Il leva les mains de ses oreilles pour entendre la réponse de son oncle.

— Je dis que je n’en sais rien, c’est incompréhensible.

Lars sortit le portrait de Édouard de son sac. Il le montra d’abord à l’autruche qui s’arrêta de jacasser, puis retourna l’image pour laisser découvrir le message. 

Le soleil perdait de l’altitude à vue d’œil. Depuis ce plateau intermédiaire, le petit groupe surplombait le royaume nord de méditerranée de Édouard. Ils pouvaient enfin apercevoir la mer Tyrrhénienne à l’horizon, au-delà du cirque rocheux. Dans un désert de pierres, de roches et de reste d’activités volcaniques demeurait une grande tâche verte au bord de la mer : c’était la forêt dans laquelle Aatos avait défait le Dr Von Guten. Aatos commençait à ressentir les effets de l’altitude. L’atmosphère était plus fraîche. Le léger manque d’oxygène le fatiguait. Wali forma une flèche avec sa carapace en direction du trou béant dans le flanc de la montagne. Il faisait remarquer la grotte en arrière-plan à son compagnon, Aatos.
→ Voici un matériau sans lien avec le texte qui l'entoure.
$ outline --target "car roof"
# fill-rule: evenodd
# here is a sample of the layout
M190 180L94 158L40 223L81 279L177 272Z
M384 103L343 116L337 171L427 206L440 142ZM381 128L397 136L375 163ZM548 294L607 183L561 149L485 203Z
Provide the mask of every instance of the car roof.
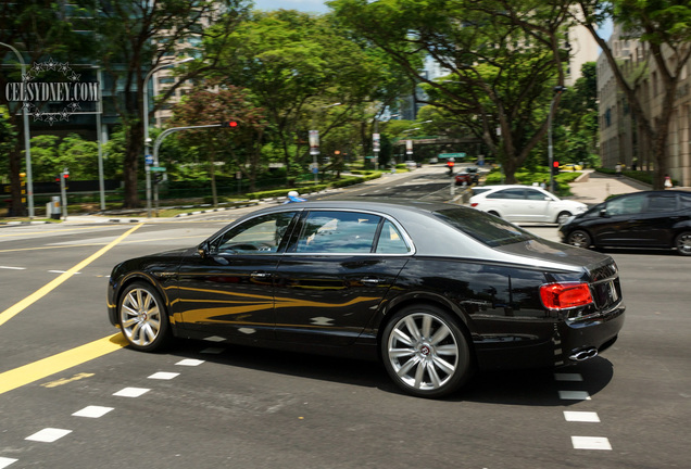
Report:
M323 201L310 201L301 202L300 205L290 204L286 208L296 210L296 208L335 208L335 210L370 210L382 213L391 213L393 215L395 212L404 211L404 212L417 212L417 213L426 213L431 214L432 212L438 212L444 208L455 208L463 207L462 205L455 205L443 202L428 202L428 201L419 201L414 199L393 199L393 198L379 198L377 200L367 200L364 198L334 198L329 200ZM267 207L263 211L272 212L276 207ZM466 208L466 207L463 207ZM263 212L260 211L260 212Z

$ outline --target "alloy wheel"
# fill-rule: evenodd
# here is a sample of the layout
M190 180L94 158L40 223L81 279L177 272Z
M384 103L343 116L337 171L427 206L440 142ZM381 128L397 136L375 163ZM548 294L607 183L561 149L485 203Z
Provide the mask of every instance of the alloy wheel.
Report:
M458 372L457 333L429 313L409 314L388 334L388 363L400 382L418 392L443 390Z

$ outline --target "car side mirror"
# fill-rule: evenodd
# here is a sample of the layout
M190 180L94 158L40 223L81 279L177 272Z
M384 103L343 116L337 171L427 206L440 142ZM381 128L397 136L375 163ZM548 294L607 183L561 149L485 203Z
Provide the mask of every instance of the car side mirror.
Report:
M206 258L209 256L209 243L204 241L203 243L198 245L197 253L201 256L201 258Z

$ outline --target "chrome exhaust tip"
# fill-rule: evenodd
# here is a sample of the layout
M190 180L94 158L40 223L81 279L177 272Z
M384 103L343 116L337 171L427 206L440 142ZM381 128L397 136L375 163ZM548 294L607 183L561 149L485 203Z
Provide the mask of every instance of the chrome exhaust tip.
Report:
M588 348L581 348L577 352L571 353L571 355L569 355L568 358L573 362L585 362L587 359L594 358L596 356L598 356L598 348L588 347Z

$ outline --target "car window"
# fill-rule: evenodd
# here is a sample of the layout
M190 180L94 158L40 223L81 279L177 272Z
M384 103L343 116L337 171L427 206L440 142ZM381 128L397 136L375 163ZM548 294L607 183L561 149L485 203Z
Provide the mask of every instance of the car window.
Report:
M449 225L489 246L500 246L536 239L535 234L481 211L445 208L435 215Z
M411 252L411 249L395 225L385 220L375 252L379 254L406 254Z
M503 189L487 195L487 199L525 199L524 189Z
M280 212L249 219L219 237L212 250L219 254L275 253L294 216L296 212Z
M473 191L473 195L477 195L477 194L481 194L482 192L487 192L488 190L491 190L489 188L477 188L474 187L473 189L470 189Z
M298 253L369 253L381 217L357 212L310 212L298 238Z
M532 189L526 189L526 199L528 200L544 200L545 195L540 192L540 191L536 191Z
M643 212L645 194L620 197L607 202L607 215L635 215Z
M675 212L676 210L676 194L652 193L648 199L648 212Z

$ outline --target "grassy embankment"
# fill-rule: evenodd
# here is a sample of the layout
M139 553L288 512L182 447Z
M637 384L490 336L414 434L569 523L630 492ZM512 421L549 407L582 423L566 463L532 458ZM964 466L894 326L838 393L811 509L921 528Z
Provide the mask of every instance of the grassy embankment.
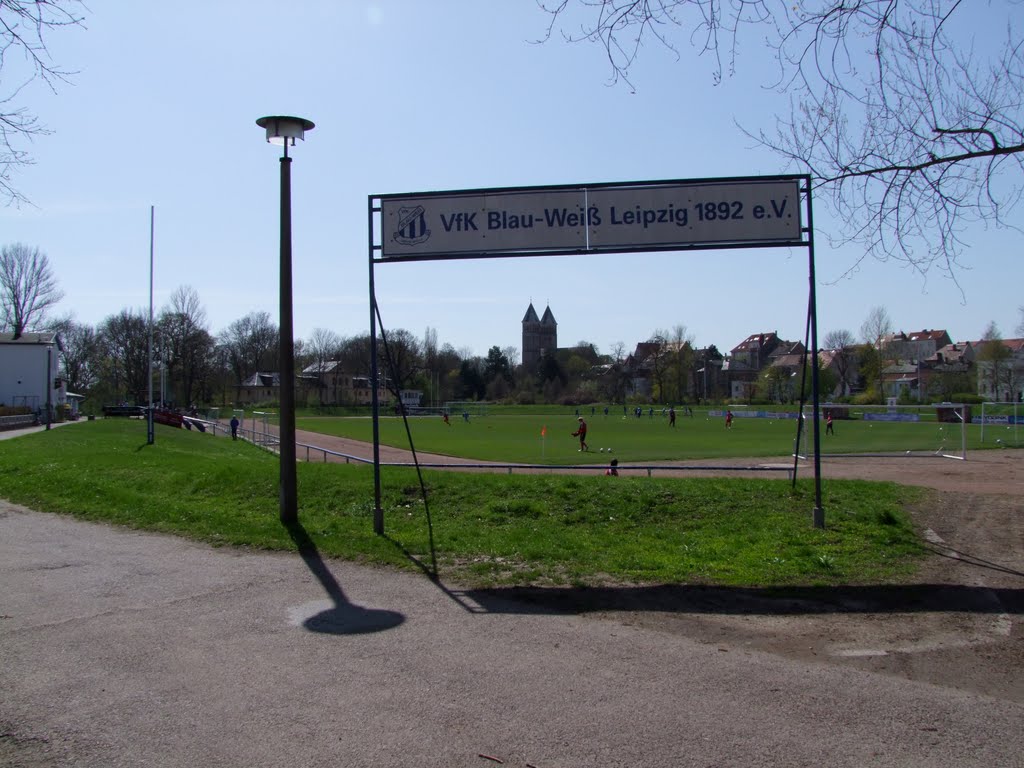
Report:
M591 452L579 453L579 442L571 433L577 417L572 410L561 409L555 414L507 414L463 421L453 415L451 425L440 417L414 417L409 420L417 451L513 464L593 464L610 457L600 449L611 449L621 462L657 463L683 459L715 459L728 457L785 457L793 453L797 434L795 419L736 418L731 429L725 428L719 417L709 417L696 411L692 418L677 416L676 426L656 409L653 418L644 412L639 419L623 418L622 407L607 417L602 411L591 416L581 413L589 425L588 443ZM299 429L332 434L339 437L372 441L372 421L369 418L300 417ZM546 432L542 436L542 431ZM892 423L842 421L836 424L836 434L825 435L821 428L822 454L931 454L940 447L959 452L958 425L935 422ZM978 427L969 426L969 450L981 447ZM409 447L406 427L399 418L380 420L381 442ZM801 451L812 451L810 435L805 430Z
M453 427L454 429L455 427ZM567 435L566 435L567 437ZM573 453L573 456L578 456ZM905 579L922 548L904 509L924 492L810 480L383 473L387 537L373 534L360 465L298 467L299 518L325 557L485 584L837 585ZM0 443L0 497L213 545L294 550L278 520L278 459L253 445L141 421L72 424ZM429 514L428 514L429 512Z

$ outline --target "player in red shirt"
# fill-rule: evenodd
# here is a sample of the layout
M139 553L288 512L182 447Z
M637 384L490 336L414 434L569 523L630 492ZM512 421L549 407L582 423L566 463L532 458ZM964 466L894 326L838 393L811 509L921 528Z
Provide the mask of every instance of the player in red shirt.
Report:
M580 422L580 428L577 429L577 431L572 433L572 436L580 438L580 450L581 451L586 451L587 450L587 422L585 422L583 420L582 416L579 419L577 419L577 421Z

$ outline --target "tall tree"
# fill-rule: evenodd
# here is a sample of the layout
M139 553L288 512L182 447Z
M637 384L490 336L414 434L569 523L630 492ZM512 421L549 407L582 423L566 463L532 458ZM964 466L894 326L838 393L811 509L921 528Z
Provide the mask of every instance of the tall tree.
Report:
M97 382L99 338L92 326L65 324L60 330L60 375L68 390L85 394Z
M150 331L141 309L122 309L99 325L103 376L111 394L136 404L148 401Z
M886 367L882 339L892 332L892 321L883 306L872 307L860 326L860 338L864 343L860 347L858 368L864 389L870 391L878 402L882 401L882 370Z
M386 336L387 345L379 347L382 357L381 367L388 364L388 376L391 386L395 389L412 387L420 372L423 371L423 350L420 340L403 328L391 331Z
M180 286L171 294L170 305L161 312L161 359L177 392L179 403L196 400L201 381L213 373L214 340L206 328L206 309L191 286ZM173 399L173 398L172 398Z
M1014 367L1011 365L1013 351L1002 343L1002 334L994 322L989 323L981 337L978 349L979 384L996 400L1013 399Z
M71 73L53 63L45 37L82 26L84 8L80 0L0 0L0 198L7 203L26 201L13 182L15 169L32 164L24 145L49 133L15 99L33 81L55 93L68 80Z
M921 273L955 278L965 225L1013 225L1024 170L1020 3L991 0L543 0L548 36L602 45L632 87L648 42L715 61L754 38L788 108L748 135L810 173L843 239ZM750 48L748 48L750 50ZM760 61L756 66L762 66ZM852 268L852 267L851 267Z
M673 326L669 335L669 346L672 349L670 367L674 378L674 391L670 400L684 402L687 399L689 382L695 376L693 335L686 330L686 326Z
M33 324L42 325L62 298L45 253L22 243L0 249L0 311L15 339Z
M278 339L278 327L264 311L250 312L221 331L218 343L227 350L236 384L255 373L279 369Z
M854 335L845 328L829 331L825 334L823 342L824 348L831 352L836 376L839 379L841 393L844 395L850 394L850 389L853 386L852 374L853 362L856 359L856 350L854 349L856 343Z
M326 328L314 328L309 341L305 345L309 358L306 365L312 367L315 371L318 402L324 402L324 390L327 386L324 374L326 373L327 364L338 359L341 345L342 338L334 331Z
M512 364L505 356L505 352L499 346L493 346L487 350L487 357L483 361L483 381L490 384L496 379L502 379L506 383L512 383Z

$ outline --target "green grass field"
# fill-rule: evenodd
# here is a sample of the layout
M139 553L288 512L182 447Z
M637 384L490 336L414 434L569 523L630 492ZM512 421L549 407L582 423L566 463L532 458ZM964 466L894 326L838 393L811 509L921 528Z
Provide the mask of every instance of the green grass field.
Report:
M0 445L0 498L32 509L296 547L278 519L278 458L249 442L157 425L147 445L144 422L110 419ZM924 553L906 509L926 492L893 483L823 483L818 529L809 480L427 471L425 503L414 470L389 469L380 537L369 467L297 471L299 520L325 557L404 568L416 558L467 586L878 584L905 580Z
M571 437L577 419L572 411L560 414L489 415L464 422L455 416L451 426L436 416L411 417L410 429L416 450L425 453L456 456L481 461L511 464L593 464L605 463L609 456L600 449L612 451L620 462L659 462L684 459L717 459L725 457L792 456L796 438L795 419L736 418L731 429L725 428L720 417L709 417L695 411L692 418L678 416L676 427L655 410L637 419L623 418L612 411L607 417L600 411L596 416L586 413L589 425L587 441L590 453L579 452L579 441ZM372 441L370 418L301 417L299 429L323 434ZM546 437L542 436L546 430ZM837 421L836 434L825 435L821 427L822 454L933 454L961 451L958 425L936 422L893 423L859 420ZM409 447L406 426L397 417L380 420L381 442ZM801 437L801 453L812 451L811 436ZM992 447L989 441L985 447ZM968 450L982 447L979 428L968 426Z

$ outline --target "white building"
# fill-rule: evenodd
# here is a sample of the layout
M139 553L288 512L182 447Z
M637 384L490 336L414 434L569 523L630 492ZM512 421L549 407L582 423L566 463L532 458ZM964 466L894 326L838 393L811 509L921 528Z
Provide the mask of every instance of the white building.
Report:
M60 339L55 333L0 334L0 406L28 408L46 421L63 413L68 388L58 378Z

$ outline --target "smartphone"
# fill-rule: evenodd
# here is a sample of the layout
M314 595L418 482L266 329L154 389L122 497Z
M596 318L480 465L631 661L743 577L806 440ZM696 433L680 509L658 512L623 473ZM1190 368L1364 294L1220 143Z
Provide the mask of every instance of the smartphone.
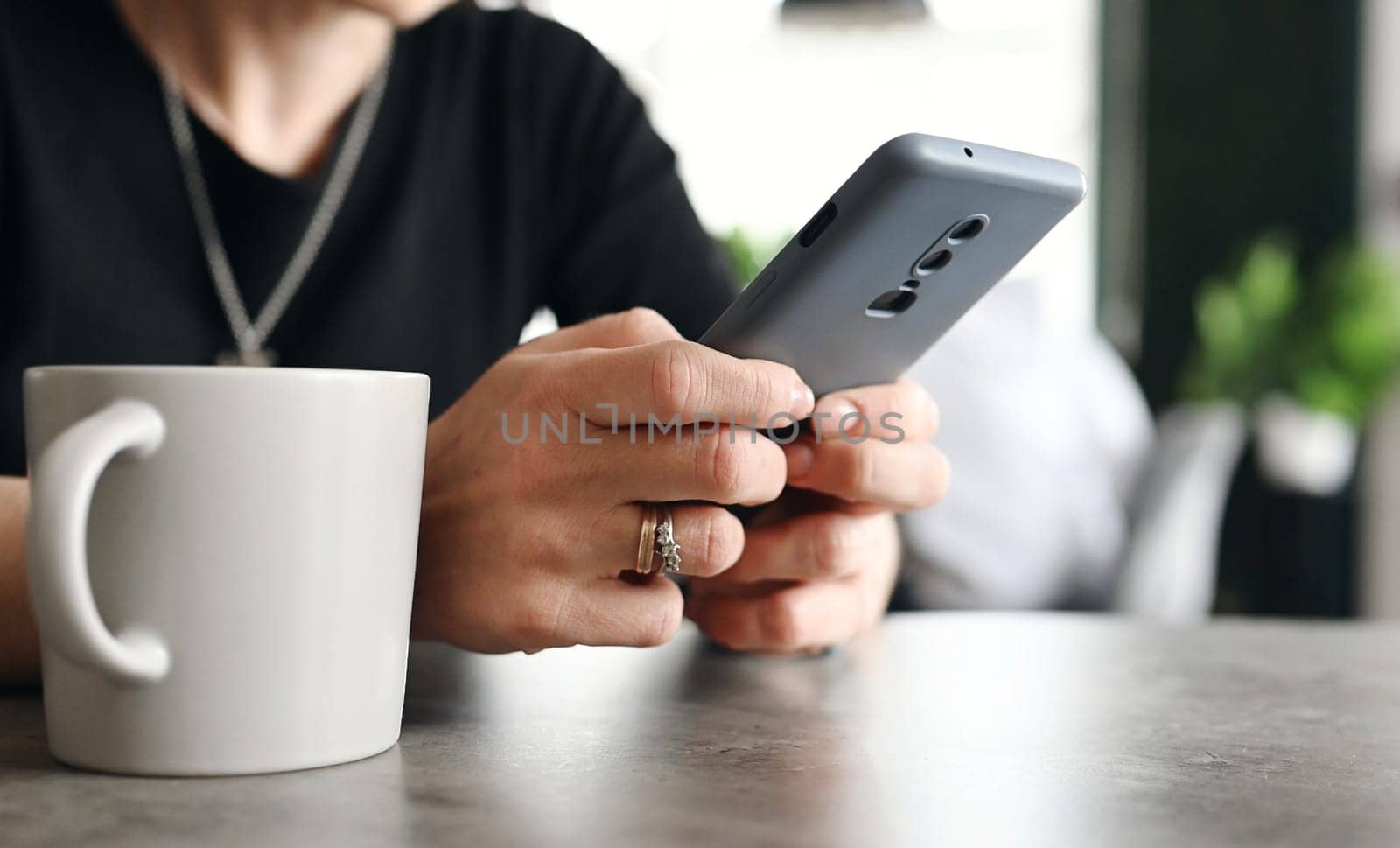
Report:
M818 396L890 382L1084 199L1068 162L886 141L700 337L791 365Z

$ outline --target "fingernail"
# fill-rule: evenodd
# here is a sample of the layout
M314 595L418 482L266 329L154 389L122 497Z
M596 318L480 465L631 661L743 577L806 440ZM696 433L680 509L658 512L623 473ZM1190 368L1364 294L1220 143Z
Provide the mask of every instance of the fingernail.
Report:
M812 445L806 442L792 442L791 445L784 445L783 452L788 458L788 480L798 480L806 477L816 463L816 452L812 451Z
M853 416L846 418L846 431L858 432L861 423L857 416L860 410L840 395L827 395L818 402L816 409L812 411L812 417L816 421L816 430L822 435L840 435L841 434L841 418L846 416Z
M812 414L812 407L816 406L816 395L812 393L812 386L806 383L798 383L792 386L792 409L791 413L799 421L809 414Z

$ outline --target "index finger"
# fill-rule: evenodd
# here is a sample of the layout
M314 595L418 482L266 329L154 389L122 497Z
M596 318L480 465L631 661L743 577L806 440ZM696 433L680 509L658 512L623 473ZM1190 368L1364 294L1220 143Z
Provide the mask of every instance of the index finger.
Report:
M848 417L853 414L860 417ZM928 441L938 432L938 404L923 385L902 376L892 383L840 389L816 402L813 424L823 437L840 435L843 421L846 432L878 432L895 424L900 439Z
M756 427L792 424L812 413L812 389L797 371L764 360L739 360L694 341L659 341L615 350L559 354L546 389L570 410L595 416L657 416L689 424L713 417Z

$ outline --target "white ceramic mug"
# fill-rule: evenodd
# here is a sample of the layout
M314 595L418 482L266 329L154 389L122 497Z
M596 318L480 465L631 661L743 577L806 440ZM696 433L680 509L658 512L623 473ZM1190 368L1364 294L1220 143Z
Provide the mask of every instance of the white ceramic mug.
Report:
M421 374L28 369L53 756L213 775L391 747L427 399Z

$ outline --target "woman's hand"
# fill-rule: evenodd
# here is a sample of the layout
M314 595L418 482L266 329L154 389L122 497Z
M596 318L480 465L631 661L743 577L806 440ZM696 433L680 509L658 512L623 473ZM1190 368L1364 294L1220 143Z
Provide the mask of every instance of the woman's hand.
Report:
M738 564L692 581L686 614L729 648L820 651L878 621L899 571L893 514L948 490L931 442L938 410L918 383L827 395L813 420L820 441L804 434L783 448L790 488L748 529Z
M631 571L640 502L764 504L783 490L787 460L724 425L679 439L658 430L648 444L648 414L766 421L812 406L791 368L683 341L647 309L511 351L428 427L414 637L491 652L665 642L680 624L680 591ZM542 439L542 413L554 427L567 416L567 444L554 431ZM526 420L528 438L511 444ZM672 515L682 572L713 577L739 558L743 528L722 508Z

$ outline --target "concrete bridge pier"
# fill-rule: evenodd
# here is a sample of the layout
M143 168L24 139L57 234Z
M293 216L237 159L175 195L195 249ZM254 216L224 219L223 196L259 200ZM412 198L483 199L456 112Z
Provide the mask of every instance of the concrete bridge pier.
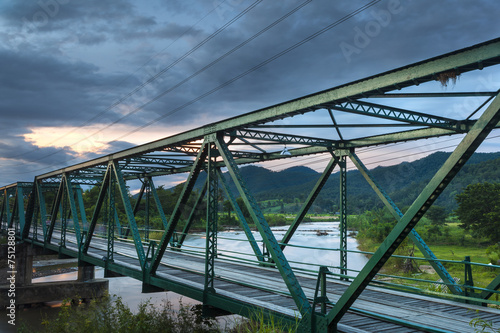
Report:
M77 280L33 283L33 257L41 254L46 254L42 248L24 242L0 246L0 307L65 299L89 301L107 292L108 280L95 279L94 266L86 263L79 263Z

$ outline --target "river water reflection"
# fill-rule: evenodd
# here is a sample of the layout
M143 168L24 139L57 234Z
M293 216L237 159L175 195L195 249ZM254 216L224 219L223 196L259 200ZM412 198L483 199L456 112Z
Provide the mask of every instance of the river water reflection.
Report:
M273 233L278 241L280 241L285 234L287 227L273 227ZM321 236L318 235L323 234ZM258 232L253 233L257 241L261 240ZM340 255L338 251L327 251L321 249L338 249L340 246L338 222L311 222L302 224L295 235L289 242L290 246L285 248L285 256L290 261L291 266L306 269L316 269L307 263L316 265L338 266L340 263ZM201 247L205 246L205 238L202 234L190 235L186 239L186 246ZM295 247L294 245L314 247L314 249L305 249ZM357 242L354 238L348 237L347 239L348 250L356 250ZM246 242L246 236L242 231L225 231L220 232L218 236L218 252L226 256L237 256L234 252L238 253L252 253L251 247ZM368 259L359 253L348 253L348 267L350 269L360 270ZM246 257L251 259L251 257ZM333 272L338 272L331 269ZM352 274L352 273L350 273ZM96 277L103 277L104 271L101 268L96 268ZM40 282L53 282L64 280L75 280L77 277L76 272L51 275L47 277L33 279L34 283ZM123 302L127 304L133 311L137 309L139 303L150 300L151 303L161 306L164 300L170 301L174 307L182 300L183 304L196 304L197 301L183 297L173 292L160 292L142 294L142 283L138 280L129 277L117 277L109 279L109 293L122 297ZM17 320L26 321L30 324L40 323L41 319L45 316L49 318L54 317L58 313L58 306L60 303L53 302L42 307L18 309ZM6 311L0 311L0 332L16 332L16 328L7 324Z

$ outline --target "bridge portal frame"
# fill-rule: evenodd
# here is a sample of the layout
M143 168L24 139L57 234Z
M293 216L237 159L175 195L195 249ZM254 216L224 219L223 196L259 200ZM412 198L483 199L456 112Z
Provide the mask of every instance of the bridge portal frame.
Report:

— Lars, il y a une grotte là-bas !

Des perroquets vert fluo aux yeux perçants, une grue huppée sans plume ou encore un groupe de perdreaux à trois pattes restaient plantés derrière la sorte d’autruche à observer les deux humains et le petit blairant. Alors qu’ils marchaient sans dire mot en direction de la grotte, le ciel se couvrit en l’espace de quelques secondes. Après quelques grondements, ce fut au tour de la grêle de s’abattre sur les flancs des montagnes Pâles. Le petit groupe ainsi que l’autruche et ses comparses malbâtis coururent pour se mettre à l’abri : une meute d’estropiés en quête de sécurité. De la taille d’un poing, les grêlons percutèrent avec fracas le sol en pierre. Un crâne aurait pu être fendu en moins de temps qu’il le faut pour voir arriver le projectile. Tous agglutinés, ils observaient l’averse de glace depuis l’ouverture de la grotte. Quelques instants après, alors que le sol était jonché d’une vingtaine de centimètres de glace, des bourrasques amenèrent un air froid glacial. Ils reculèrent dans les fonds humides de la grotte mal-aménagée. Des fientes et des plumes ornaient le sol. Une odeur âcre parvenait aux narines de Lars et Aatos. Le remugle issu de ces oiseaux mal formés retourna l’estomac de Aatos. Il régurgita de dégout les restes de son repas.

— B*****, Aatos, il va falloir tenir !

— Je … je n’ai pas fait exprès. C’est … dégoutant cette odeur.

Aatos s’essuya la bouche avec le revers de sa main et se pinça le nez avec l’autre. À un moment, ils durent arrêter leur avancée dans la grotte tant les émanations étaient insoutenables. Pour se protéger, ils se serrèrent les uns aux autres, unis par les contraintes météorologiques. C’est vraiment… dégueulasse… Beurk., beurk, beurk …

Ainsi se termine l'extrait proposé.